Lego Wisdom


My ten year-old son has been building an elaborate Lego set that he got for Christmas for the past several weeks.  It was so enormous it took him a couple of months to even gather the courage to begin it.  He works on it in the playroom, taking great pains to keep his emerging creation away from his four year-old brother, who would almost certainly destroy it before it got started properly.

Each time he completes a portion of the Lego set, he hides everything out of reach of his brother in a place of safekeeping.  He's been patient.  Whenever he has a free moment, which isn't often, he pulls it out and works on it a little more.

The other day he brought it out to show me how much he'd gotten done.  It was fairly impressive, I have to admit.  And he's done it all on his own, without any help from me--which is a first for a set this large.

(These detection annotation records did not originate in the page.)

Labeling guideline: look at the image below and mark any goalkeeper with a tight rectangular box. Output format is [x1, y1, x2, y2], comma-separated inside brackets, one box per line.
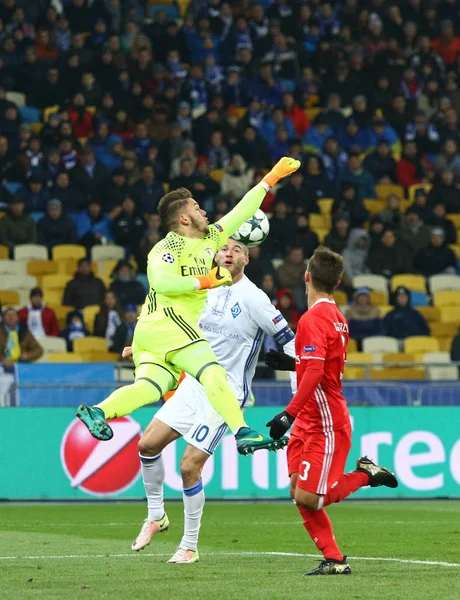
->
[77, 157, 300, 454]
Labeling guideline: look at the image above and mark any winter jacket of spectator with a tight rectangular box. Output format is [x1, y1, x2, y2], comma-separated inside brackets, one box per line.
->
[343, 228, 370, 280]
[37, 214, 77, 248]
[18, 306, 60, 337]
[414, 244, 457, 277]
[0, 213, 37, 248]
[62, 273, 105, 309]
[368, 241, 413, 277]
[0, 323, 43, 361]
[346, 302, 383, 341]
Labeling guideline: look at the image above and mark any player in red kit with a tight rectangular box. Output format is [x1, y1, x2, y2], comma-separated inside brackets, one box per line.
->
[267, 247, 398, 575]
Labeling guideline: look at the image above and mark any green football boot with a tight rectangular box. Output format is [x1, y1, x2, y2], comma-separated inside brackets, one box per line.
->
[77, 404, 113, 441]
[235, 427, 289, 456]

Here's the thing, though.  At some point it's going to get trashed.  Something bad will happen to it.  He'll take it down to play with it, or something will get thrown, or there will be an unfortunate incident with the cat.  And it will end up with huge portions of it falling to the ground and exploding in a zillion Lego pieces.

I've been down this road before.

There will be tears.  There will be angry words, perhaps.

And this thing that took my son hours to build, and of which he is so proud will find its way into the Lego bin in the playroom with all of the other sets that met a similar fate.

Then a few weeks from now, my son will return to it and start making something new with what's left.  It will be after he's had time to properly mourn the loss of what was, but he'll do it eventually.  And then he'll come into the living room to show me what new imaginative creation that he built with no instructions--just his own creativity.

I suspect that God sees us much the same way.  We work so hard at things--trying to create something beautiful with the instructions that we have been given.  Maybe the instructions were good ones that we got from our church or from Sunday school or youth group.  And then life happens.  Other people happen.  Things get thrown at us and the things we've made.

And they fall apart.

 Sometimes we lose faith.  Sometimes we lose our way.

But when we've had time to grieve, and to lament there will come a day when we'll be ready to believe again, to hope again...

And to build again.

Only this time we'll do it differently.  We'll use what we learned from the instructions, to be sure. Only now we know that the instructions weren't the only things we needed to make beautiful things.

Sometimes we need perspective... insight... experiences...  failure... a second chance...

Sometimes we need grace.


Comments

  1. Such deep "wisdom food" for us to enjoy. Life seen through a child's mind set that puts challenges into perspective, and allows us the opportunity to look at our journey with balance!! Well done Bishop!